# Where to get fade out spray aerosol



## waqasr (Oct 22, 2011)

Im looking for some fade out spray for a repair i want to do on my car. Everyone i have asked says it needs atleast the whole panel done and thats a couple hundred quid. So before doing that I want to give it a shot myself as im pretty decent with cans but need the fadeout spray to make this work.

Im looking for the Upol system 20 fade out spray or something similiar. Thanks.


----------



## mr paint (Jul 11, 2009)

if you do it yourself it will cost more to do if it goes wrong .


----------



## steveo3002 (Jan 30, 2006)

ebay ?


----------



## Tiggs (Feb 28, 2007)

http://www.alloypaints.com/mipa-fade-out-thinners-400ml-464-p.asp


----------



## Rogc (Feb 28, 2011)

Can you post a picture of the repair area.
If its a small area on a panel and you can get a perfect paint match spray can, try spraying through a 1.5" hole on a piece of card held between 4 to 6" from the panel. Start and stop on the card.
If your using a spray gun and its a metallic you can blend in by gradually mixing the paint with laquer. To cover the repair 100% paint thinned appropriately, then spray with 50 paint 50 laquer 3 to 6" after repair area, then 25 paint 75 laquer. As long as you spray the entire repair area and the fade out area you can use this technique to disguise repairs. The paint shade side by side can be very noticeable but faded in this manner is near impossible to see.
HTH


----------



## mr paint (Jul 11, 2009)

Rogc said:


> Can you post a picture of the repair area.
> If its a small area on a panel and you can get a perfect paint match spray can, try spraying through a 1.5" hole on a piece of card held between 4 to 6" from the panel. Start and stop on the card.
> If your using a spray gun and its a metallic you can blend in by gradually mixing the paint with laquer. To cover the repair 100% paint thinned appropriately, then spray with 50 paint 50 laquer 3 to 6" after repair area, then 25 paint 75 laquer. As long as you spray the entire repair area and the fade out area you can use this technique to disguise repairs. The paint shade side by side can be very noticeable but faded in this manner is near impossible to see.
> HTH


Never seen this method before ?

paint mixed with clear would make the flake float in clear ?
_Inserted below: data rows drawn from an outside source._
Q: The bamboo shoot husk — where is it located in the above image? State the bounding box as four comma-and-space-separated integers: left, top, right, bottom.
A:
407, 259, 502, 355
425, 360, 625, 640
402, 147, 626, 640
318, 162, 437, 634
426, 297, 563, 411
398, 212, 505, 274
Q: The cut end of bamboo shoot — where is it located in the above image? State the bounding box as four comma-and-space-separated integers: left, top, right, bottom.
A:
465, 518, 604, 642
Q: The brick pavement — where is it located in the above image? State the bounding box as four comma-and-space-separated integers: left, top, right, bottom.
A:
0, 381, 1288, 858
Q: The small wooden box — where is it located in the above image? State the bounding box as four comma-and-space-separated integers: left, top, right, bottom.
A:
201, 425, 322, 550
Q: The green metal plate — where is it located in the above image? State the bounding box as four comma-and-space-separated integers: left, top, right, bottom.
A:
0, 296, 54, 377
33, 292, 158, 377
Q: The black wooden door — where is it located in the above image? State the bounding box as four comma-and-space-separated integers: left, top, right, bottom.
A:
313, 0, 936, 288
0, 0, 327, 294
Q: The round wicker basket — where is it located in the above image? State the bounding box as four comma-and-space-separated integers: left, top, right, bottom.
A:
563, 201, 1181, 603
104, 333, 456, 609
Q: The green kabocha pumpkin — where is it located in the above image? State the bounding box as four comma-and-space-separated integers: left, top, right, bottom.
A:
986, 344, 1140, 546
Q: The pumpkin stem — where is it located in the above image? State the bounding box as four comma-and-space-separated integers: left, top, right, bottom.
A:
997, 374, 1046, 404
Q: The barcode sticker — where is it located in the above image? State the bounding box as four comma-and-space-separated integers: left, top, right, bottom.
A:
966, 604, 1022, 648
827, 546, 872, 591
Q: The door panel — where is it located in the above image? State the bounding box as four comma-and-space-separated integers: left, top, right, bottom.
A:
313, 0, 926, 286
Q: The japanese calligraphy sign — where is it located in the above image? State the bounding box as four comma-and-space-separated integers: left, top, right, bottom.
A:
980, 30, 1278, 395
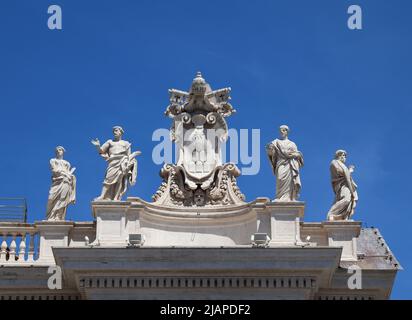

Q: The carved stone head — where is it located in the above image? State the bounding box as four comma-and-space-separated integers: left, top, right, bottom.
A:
113, 126, 124, 139
335, 149, 346, 163
55, 146, 66, 159
279, 124, 289, 139
194, 188, 206, 207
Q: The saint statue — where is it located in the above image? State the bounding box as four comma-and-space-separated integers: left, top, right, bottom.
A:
46, 146, 76, 221
92, 126, 141, 201
266, 125, 303, 202
328, 150, 358, 221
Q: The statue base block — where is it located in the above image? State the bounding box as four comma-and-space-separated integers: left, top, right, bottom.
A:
35, 220, 74, 264
254, 198, 305, 247
91, 201, 131, 246
322, 220, 362, 261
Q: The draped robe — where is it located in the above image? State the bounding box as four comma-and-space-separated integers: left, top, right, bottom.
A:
100, 140, 137, 200
267, 139, 303, 201
46, 159, 76, 220
328, 160, 358, 221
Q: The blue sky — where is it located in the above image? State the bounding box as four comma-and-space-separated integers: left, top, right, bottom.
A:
0, 0, 412, 299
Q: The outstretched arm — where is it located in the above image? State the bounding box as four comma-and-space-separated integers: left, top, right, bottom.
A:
91, 138, 109, 158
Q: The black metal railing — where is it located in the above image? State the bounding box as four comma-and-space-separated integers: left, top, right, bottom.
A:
0, 197, 27, 223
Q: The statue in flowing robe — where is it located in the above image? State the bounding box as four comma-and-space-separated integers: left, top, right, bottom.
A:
327, 150, 358, 221
46, 146, 76, 221
92, 126, 141, 201
266, 125, 303, 202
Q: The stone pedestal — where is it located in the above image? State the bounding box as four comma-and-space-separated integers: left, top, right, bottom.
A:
253, 198, 305, 247
35, 221, 74, 264
91, 201, 131, 247
322, 221, 362, 261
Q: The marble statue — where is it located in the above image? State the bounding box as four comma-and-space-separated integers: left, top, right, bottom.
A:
91, 126, 141, 201
46, 146, 76, 221
266, 125, 303, 202
152, 72, 245, 207
327, 150, 358, 221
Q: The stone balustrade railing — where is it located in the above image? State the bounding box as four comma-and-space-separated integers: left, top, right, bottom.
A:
0, 222, 39, 265
0, 221, 96, 266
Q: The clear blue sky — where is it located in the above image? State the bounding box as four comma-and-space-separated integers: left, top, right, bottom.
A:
0, 0, 412, 298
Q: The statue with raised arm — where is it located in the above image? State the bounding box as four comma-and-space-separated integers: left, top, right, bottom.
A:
266, 125, 303, 202
328, 150, 358, 221
91, 126, 141, 201
46, 146, 76, 221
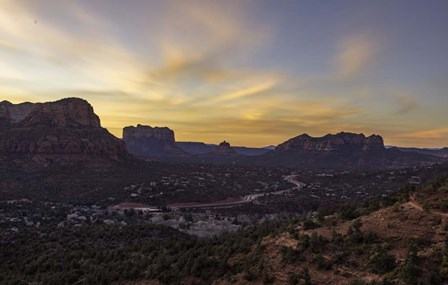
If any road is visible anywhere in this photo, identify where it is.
[167,175,306,209]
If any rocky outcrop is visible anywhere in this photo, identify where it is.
[276,132,384,152]
[123,124,185,158]
[249,132,441,169]
[210,141,238,155]
[0,98,128,163]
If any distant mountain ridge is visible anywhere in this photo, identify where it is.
[123,124,185,158]
[246,132,443,169]
[0,98,128,164]
[176,142,270,156]
[396,147,448,158]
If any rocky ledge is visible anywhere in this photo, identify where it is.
[0,98,128,164]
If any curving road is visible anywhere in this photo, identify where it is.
[167,175,306,209]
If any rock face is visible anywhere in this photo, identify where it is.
[395,147,448,158]
[276,133,385,152]
[252,132,440,169]
[210,141,238,155]
[0,98,128,163]
[123,124,184,158]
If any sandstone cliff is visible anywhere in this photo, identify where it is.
[123,124,185,158]
[247,132,442,169]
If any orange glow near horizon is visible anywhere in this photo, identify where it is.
[0,0,448,147]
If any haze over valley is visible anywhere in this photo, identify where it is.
[0,0,448,285]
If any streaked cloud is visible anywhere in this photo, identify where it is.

do you mean dilute with clear base/binder ...or normally done with thinners...then clear the full area ?

Tommy


----------



## Hughie (Aug 11, 2009)

me too, I got mine off ebay - briliant little trick to feather the edges..

Hughie


----------



## Guest (Aug 14, 2014)

What does fade out spray do chaps?


----------



## Graeme1 (Dec 9, 2006)

Blends new lacquer in with old. It's basically a thinner and lacquer mix that bits into both. 

You can use thinners into your lacquer through a gun.


----------